In the present action, Plaintiff alleged he endured verbal abuse from Defendant Kilgore while he was a passenger in his truck and participated in the 309 Program. ECF No. 2. Plaintiff alleges this verbal abuse consisted of being forced to ride with Defendant Kilgore who used racial slurs repeatedly. Id. Defendant Kilgore also allegedly threatened to have Plaintiff thrown out of the 309 Program. Id. Plaintiff characterized these statements as "derogatory remarks and racial statements." Id.

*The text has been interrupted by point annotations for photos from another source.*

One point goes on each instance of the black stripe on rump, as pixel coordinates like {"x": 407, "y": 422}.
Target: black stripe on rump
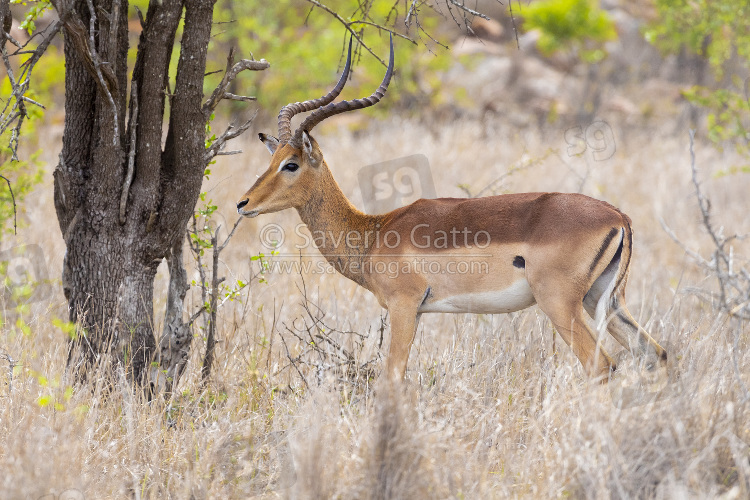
{"x": 610, "y": 236}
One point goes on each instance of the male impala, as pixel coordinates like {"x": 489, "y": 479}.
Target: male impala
{"x": 564, "y": 252}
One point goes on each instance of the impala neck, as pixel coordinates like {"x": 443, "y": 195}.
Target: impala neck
{"x": 343, "y": 234}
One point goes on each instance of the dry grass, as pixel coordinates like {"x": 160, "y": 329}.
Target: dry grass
{"x": 495, "y": 406}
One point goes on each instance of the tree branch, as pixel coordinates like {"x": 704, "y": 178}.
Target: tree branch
{"x": 230, "y": 133}
{"x": 230, "y": 74}
{"x": 13, "y": 199}
{"x": 14, "y": 112}
{"x": 131, "y": 154}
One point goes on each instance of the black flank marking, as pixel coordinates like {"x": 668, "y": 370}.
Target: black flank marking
{"x": 624, "y": 270}
{"x": 610, "y": 236}
{"x": 426, "y": 295}
{"x": 626, "y": 320}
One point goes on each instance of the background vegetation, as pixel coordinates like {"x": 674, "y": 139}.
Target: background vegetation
{"x": 496, "y": 406}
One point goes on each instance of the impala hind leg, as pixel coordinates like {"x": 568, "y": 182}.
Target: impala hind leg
{"x": 567, "y": 316}
{"x": 404, "y": 322}
{"x": 630, "y": 334}
{"x": 621, "y": 324}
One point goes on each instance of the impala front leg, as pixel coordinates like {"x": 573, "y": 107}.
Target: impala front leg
{"x": 404, "y": 322}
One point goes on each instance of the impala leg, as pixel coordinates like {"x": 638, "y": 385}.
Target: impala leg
{"x": 404, "y": 322}
{"x": 630, "y": 334}
{"x": 575, "y": 331}
{"x": 624, "y": 328}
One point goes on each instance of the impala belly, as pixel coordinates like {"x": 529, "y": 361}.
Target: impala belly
{"x": 513, "y": 298}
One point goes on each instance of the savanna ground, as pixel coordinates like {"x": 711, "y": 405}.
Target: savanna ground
{"x": 494, "y": 406}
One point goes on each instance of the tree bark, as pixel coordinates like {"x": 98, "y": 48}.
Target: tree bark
{"x": 110, "y": 261}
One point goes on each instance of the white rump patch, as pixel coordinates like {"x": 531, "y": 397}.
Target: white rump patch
{"x": 514, "y": 298}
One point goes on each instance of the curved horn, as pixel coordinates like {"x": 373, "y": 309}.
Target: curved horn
{"x": 288, "y": 111}
{"x": 328, "y": 110}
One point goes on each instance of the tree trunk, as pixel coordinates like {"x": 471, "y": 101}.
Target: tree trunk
{"x": 123, "y": 201}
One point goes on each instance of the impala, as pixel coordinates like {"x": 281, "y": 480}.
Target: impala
{"x": 565, "y": 252}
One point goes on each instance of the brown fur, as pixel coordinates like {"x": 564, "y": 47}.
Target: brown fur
{"x": 566, "y": 241}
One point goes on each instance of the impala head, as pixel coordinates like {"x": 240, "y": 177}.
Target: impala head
{"x": 297, "y": 162}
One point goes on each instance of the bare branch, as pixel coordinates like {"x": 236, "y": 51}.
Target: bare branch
{"x": 13, "y": 199}
{"x": 358, "y": 35}
{"x": 231, "y": 72}
{"x": 131, "y": 154}
{"x": 14, "y": 112}
{"x": 98, "y": 69}
{"x": 467, "y": 9}
{"x": 230, "y": 133}
{"x": 733, "y": 297}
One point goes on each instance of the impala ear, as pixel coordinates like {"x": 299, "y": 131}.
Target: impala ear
{"x": 270, "y": 141}
{"x": 311, "y": 150}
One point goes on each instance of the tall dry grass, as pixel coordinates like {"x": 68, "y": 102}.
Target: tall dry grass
{"x": 494, "y": 406}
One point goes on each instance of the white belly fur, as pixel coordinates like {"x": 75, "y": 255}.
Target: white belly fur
{"x": 514, "y": 298}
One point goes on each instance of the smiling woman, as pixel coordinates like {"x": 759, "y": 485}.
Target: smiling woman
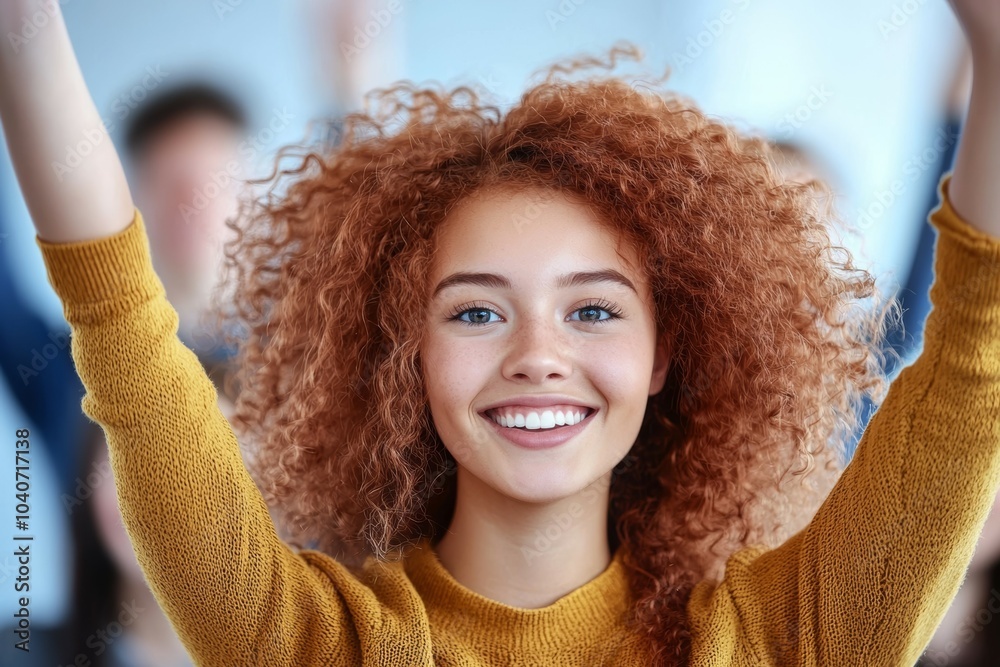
{"x": 659, "y": 276}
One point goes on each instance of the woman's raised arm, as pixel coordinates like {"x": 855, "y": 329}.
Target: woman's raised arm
{"x": 46, "y": 110}
{"x": 977, "y": 163}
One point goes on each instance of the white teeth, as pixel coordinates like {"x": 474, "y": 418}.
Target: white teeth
{"x": 537, "y": 420}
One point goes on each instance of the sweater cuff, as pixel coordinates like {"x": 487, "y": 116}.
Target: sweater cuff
{"x": 967, "y": 259}
{"x": 98, "y": 277}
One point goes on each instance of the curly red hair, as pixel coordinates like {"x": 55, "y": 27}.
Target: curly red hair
{"x": 773, "y": 351}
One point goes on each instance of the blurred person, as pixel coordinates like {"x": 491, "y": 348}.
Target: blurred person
{"x": 115, "y": 621}
{"x": 187, "y": 157}
{"x": 713, "y": 273}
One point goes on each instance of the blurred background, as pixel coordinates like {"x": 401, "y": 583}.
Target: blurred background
{"x": 867, "y": 95}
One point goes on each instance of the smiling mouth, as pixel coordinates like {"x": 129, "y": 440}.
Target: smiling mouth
{"x": 538, "y": 420}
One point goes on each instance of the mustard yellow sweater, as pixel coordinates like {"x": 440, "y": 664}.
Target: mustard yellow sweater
{"x": 865, "y": 583}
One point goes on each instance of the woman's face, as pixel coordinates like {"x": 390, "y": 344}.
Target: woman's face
{"x": 531, "y": 301}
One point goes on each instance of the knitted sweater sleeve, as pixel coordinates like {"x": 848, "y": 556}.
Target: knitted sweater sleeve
{"x": 234, "y": 592}
{"x": 871, "y": 576}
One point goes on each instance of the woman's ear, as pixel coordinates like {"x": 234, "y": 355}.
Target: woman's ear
{"x": 661, "y": 364}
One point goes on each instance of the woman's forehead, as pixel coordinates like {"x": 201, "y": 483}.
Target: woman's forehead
{"x": 529, "y": 231}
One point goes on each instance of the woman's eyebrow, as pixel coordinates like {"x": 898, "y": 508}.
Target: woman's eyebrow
{"x": 496, "y": 281}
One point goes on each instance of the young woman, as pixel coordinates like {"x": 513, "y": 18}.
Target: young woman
{"x": 529, "y": 385}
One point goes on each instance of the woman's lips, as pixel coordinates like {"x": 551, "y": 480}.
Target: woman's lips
{"x": 540, "y": 438}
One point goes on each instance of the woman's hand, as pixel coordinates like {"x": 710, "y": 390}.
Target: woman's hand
{"x": 47, "y": 115}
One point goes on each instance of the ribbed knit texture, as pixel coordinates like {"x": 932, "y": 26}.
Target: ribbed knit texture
{"x": 864, "y": 584}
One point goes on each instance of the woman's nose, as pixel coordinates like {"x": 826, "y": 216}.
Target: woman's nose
{"x": 538, "y": 350}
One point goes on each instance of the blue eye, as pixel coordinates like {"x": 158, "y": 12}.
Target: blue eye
{"x": 482, "y": 313}
{"x": 479, "y": 312}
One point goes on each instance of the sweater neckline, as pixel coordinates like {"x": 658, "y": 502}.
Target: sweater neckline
{"x": 593, "y": 610}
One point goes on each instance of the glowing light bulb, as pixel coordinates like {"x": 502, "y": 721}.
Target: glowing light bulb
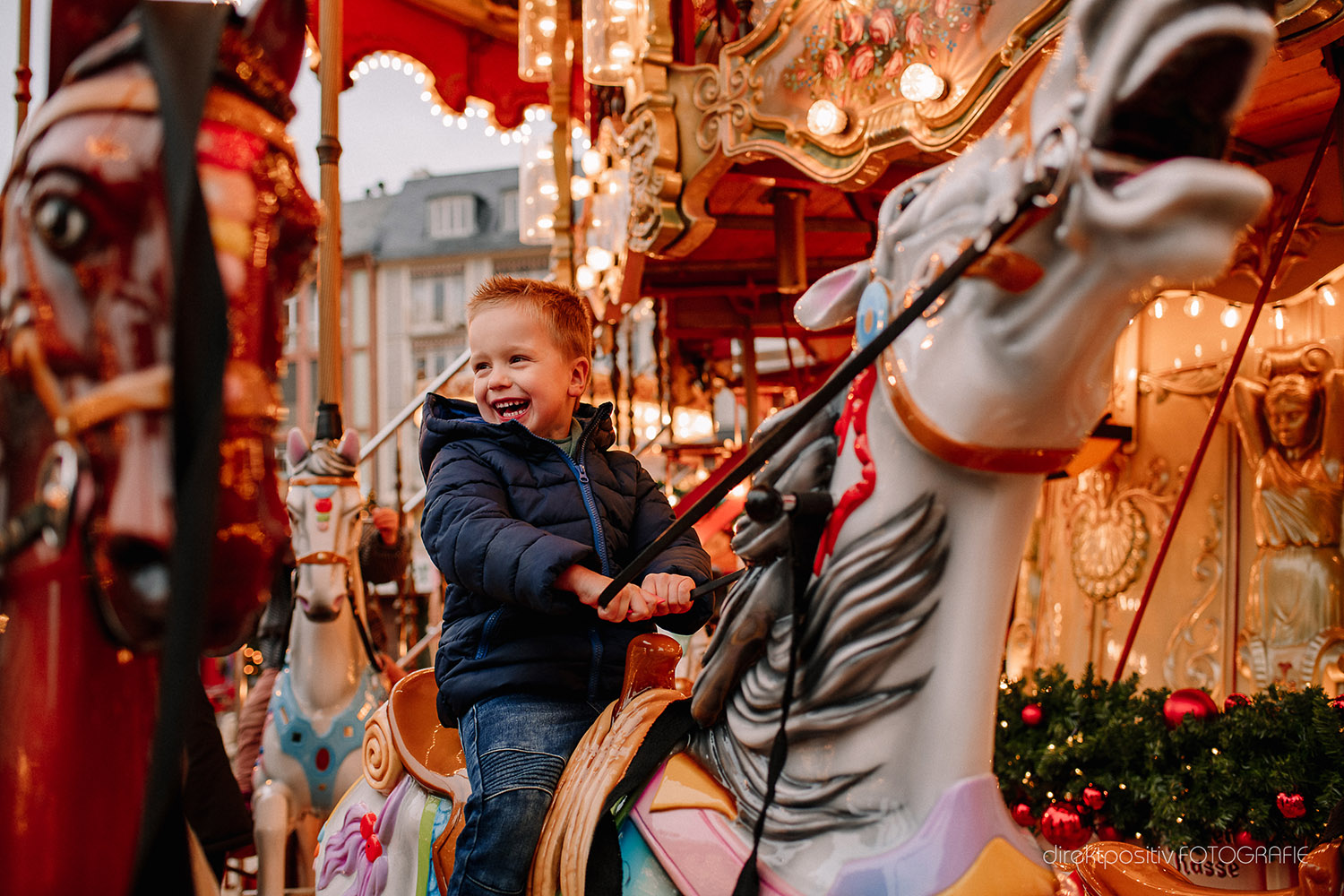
{"x": 919, "y": 83}
{"x": 824, "y": 117}
{"x": 599, "y": 258}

Upon review, assuming Plaintiff's claims are true, Defendant Kilgore's statements were especially harsh, inappropriate, and disrespectful. However, they are not actionable under Section 1983, and Plaintiff is not entitled to relief for such verbal abuse. Indeed, the facts in this case are very similar to the facts in Hopson v. Fredericksen, 961 F.2d 1374 (8th Cir. 1992). In Hopson, the plaintiff in that case "was placed alone in the back seat of the police car" while two officers began to question him. Id. at 1378. After the plaintiff refused to answer any questions, one of the officers turned to the plaintiff, "uttered a racial slur, " and threatened to "knock [plaintiff's] remaining teeth out of his mouth' if he remained silent." Id. Despite this shocking conduct, the Eighth Circuit found it was not actionable under Section 1983 because the officer never "brandished a lethal weapon, " and the plaintiff was never "physically assaulted." Id. As such, the Eighth Circuit found that conduct did not rise to the level of a "brutal" or "wanton act of cruelty." Id. (citation omitted). Consistent with the holding in Hopson, this Court also finds Plaintiff's claim of verbal abuse is not actionable under Section 1983.

Accordingly, I recommend Plaintiff's official and individual capacity claims against Defendant Kilgore and Calhoun County be dismissed without prejudice for failure to state a claim. See 28 U.S.C. §§ 1915(e)(2)(B) & 1915(A). Moreover, Plaintiff failed to comply with the October 16, 2014 Court Order or to respond to Defendant's Motion to Dismiss. Therefore, this case may also be dismissed based on Plaintiff's failure to comply with a Court order and failure to prosecute this case. See Local Rule 5.5(c)(2); Fed.R.Civ.P. 41(b).


For the foregoing reasons, I recommend Defendant Calhoun County's Motion to Dismiss (ECF No. 24) be GRANTED and Plaintiff's remaining claims against Defendant Kilgore and Calhoun County be DISMISSED without prejudice.

The parties have fourteen days from receipt of the Report and Recommendation in which to file written objections pursuant to 28 U.S.C. § 636(b)(1). The failure to file timely objections may result in waiver of the right to appeal questions of fact. The parties are reminded that objections must be both timely and specific to trigger de novo review by the district court.